Moscow Winter

Viktor Neiman was born in Moscow to a Jewish professional family. The Russian Revolution of 1917 toppled the last Romanoff Tsar and brought the communist Bolsheviks into power. Civil war followed. At the age of nine, Neiman fled with an aunt and uncle to Paris leaving behind his parents to care for his grandparents. As professionals, Neiman’s parents fell victim to Stalin’s Great Purge in 1938, subsequently dying in forced labor camps of the Soviet Gulag.
 
In 1940, the invasion of France by Nazi Germany forced Neiman to flee his adopted country for the United States. immediately following Pearl Harbor, he joined the U.S. Army as an officer. With fluency in French, the newly created OSS recruited him beginning a career in intelligence.
 
Following the end of WWII, with the disbanding of the OSS, Neiman moved to Washington remaining in the U.S. State Department in the Bureau of Intelligence & Research.
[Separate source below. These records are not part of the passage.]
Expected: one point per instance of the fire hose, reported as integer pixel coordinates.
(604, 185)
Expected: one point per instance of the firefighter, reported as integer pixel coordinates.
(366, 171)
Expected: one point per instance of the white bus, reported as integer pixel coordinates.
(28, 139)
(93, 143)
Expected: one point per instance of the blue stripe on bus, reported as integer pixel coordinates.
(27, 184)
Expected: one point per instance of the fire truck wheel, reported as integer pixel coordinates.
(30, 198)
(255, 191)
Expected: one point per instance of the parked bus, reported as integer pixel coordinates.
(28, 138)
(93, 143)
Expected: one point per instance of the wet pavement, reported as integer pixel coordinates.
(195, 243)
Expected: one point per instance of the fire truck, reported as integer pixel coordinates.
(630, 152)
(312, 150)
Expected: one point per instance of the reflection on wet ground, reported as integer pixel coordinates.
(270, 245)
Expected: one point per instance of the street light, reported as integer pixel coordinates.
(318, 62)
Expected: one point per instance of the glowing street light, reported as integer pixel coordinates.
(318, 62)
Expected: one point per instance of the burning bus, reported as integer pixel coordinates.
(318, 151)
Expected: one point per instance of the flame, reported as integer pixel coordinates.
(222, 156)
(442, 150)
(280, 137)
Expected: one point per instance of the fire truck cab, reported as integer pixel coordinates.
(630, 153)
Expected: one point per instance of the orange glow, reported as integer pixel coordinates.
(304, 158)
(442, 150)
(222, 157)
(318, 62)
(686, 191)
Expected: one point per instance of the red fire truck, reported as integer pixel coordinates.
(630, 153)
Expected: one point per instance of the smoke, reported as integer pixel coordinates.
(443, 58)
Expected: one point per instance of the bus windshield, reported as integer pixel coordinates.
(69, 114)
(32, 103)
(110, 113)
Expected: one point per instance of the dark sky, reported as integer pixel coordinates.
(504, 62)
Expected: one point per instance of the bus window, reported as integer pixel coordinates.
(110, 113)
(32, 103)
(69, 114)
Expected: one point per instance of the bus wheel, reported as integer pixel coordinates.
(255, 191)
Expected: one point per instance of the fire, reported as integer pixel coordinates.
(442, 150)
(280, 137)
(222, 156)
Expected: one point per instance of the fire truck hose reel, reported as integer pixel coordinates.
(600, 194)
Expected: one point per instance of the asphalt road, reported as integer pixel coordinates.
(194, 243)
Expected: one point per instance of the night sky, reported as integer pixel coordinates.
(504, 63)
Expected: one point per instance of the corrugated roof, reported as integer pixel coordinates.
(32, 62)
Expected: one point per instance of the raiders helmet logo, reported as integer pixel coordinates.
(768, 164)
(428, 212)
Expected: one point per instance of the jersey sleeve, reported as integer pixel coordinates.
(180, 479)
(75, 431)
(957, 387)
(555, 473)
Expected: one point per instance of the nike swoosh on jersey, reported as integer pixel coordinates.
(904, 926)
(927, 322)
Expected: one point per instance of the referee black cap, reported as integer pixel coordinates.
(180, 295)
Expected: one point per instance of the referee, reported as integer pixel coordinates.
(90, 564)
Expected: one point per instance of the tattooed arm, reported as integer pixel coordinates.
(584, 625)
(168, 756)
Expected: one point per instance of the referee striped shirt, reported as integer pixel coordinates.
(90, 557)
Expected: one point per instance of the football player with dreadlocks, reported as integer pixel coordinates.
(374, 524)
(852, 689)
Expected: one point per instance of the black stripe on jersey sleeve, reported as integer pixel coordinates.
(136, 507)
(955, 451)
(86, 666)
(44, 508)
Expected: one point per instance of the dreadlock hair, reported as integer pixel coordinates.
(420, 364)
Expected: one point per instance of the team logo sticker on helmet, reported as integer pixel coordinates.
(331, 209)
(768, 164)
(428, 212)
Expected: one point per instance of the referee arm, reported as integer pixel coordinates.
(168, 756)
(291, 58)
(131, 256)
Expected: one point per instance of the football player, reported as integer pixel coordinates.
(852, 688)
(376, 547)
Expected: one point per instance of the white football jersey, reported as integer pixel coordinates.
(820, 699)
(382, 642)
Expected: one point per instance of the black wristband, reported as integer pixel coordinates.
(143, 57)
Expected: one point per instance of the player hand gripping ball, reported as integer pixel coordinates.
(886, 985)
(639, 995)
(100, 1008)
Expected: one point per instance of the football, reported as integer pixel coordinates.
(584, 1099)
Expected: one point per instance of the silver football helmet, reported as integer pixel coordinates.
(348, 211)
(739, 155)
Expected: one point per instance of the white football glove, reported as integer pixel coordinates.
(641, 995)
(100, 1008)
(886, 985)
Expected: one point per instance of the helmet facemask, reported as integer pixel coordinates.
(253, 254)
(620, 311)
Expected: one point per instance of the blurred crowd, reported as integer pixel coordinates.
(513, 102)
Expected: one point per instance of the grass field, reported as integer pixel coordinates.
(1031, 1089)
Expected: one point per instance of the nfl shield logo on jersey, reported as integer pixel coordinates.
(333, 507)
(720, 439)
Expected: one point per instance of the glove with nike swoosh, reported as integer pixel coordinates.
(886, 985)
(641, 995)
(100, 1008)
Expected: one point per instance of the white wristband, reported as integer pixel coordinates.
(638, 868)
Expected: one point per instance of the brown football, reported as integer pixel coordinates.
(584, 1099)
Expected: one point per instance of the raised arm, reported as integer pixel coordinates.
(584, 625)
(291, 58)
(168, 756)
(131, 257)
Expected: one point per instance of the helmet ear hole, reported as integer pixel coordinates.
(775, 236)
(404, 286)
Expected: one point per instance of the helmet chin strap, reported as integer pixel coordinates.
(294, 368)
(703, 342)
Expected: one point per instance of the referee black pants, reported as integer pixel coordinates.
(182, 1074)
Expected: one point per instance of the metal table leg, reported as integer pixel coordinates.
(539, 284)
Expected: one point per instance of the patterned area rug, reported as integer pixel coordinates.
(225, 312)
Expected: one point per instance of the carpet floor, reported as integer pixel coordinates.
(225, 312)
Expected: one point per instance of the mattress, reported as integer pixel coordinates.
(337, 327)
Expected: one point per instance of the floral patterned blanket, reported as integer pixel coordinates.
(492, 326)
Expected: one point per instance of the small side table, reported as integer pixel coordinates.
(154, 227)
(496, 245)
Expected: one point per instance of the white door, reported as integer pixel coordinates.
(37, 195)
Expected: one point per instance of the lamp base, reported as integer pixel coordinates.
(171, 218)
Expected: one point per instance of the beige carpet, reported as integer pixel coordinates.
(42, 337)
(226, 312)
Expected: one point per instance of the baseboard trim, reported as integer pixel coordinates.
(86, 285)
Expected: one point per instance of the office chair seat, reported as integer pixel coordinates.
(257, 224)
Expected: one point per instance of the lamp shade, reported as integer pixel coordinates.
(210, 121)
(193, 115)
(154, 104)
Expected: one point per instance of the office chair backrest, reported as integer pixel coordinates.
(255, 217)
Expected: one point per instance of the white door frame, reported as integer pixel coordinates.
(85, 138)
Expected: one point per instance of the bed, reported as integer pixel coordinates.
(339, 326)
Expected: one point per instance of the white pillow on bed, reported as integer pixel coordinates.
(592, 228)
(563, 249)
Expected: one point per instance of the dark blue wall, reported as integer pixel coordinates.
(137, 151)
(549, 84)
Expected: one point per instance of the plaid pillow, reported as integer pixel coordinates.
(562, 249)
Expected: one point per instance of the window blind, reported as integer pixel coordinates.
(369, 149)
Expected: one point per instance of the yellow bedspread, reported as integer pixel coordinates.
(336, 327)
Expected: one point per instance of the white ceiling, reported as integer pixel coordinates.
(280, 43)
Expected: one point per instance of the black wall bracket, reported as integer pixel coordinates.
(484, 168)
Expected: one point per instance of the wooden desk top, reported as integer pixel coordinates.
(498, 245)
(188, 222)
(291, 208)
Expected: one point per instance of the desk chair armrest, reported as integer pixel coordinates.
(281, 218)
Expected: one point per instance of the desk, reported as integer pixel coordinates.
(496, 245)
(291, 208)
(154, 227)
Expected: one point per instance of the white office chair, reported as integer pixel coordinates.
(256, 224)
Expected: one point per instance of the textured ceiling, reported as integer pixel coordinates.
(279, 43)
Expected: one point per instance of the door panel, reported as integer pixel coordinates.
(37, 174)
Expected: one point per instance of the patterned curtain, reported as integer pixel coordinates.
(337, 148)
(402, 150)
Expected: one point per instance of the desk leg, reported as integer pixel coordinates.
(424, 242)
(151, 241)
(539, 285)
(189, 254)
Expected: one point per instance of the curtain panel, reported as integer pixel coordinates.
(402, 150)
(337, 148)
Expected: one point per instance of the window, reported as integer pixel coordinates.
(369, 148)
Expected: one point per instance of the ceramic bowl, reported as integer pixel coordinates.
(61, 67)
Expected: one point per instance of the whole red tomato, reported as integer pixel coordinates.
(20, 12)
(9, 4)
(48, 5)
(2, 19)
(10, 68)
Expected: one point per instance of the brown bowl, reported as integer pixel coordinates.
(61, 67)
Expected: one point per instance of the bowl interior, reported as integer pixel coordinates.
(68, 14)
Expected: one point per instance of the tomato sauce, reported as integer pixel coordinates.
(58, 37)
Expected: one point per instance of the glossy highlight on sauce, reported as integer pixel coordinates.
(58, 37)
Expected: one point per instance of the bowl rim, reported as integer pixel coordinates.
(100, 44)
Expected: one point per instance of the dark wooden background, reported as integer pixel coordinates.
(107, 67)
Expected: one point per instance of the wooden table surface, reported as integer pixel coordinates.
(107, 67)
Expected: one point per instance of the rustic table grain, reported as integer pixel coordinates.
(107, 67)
It is from this position that professional circumstances returns him to Paris. He reunites with the Resistance woman that saved his life during the war that also brings him into the circle of the anti-Soviet expatriate community in Paris.
 
Circumstances combine to draw Neiman into an unofficial adhoc espionage operation working from Paris against the Soviet Union. Spies on both sides of the Iron Curtain play out life and death struggles in this story of suspense set in the early years of the Cold War.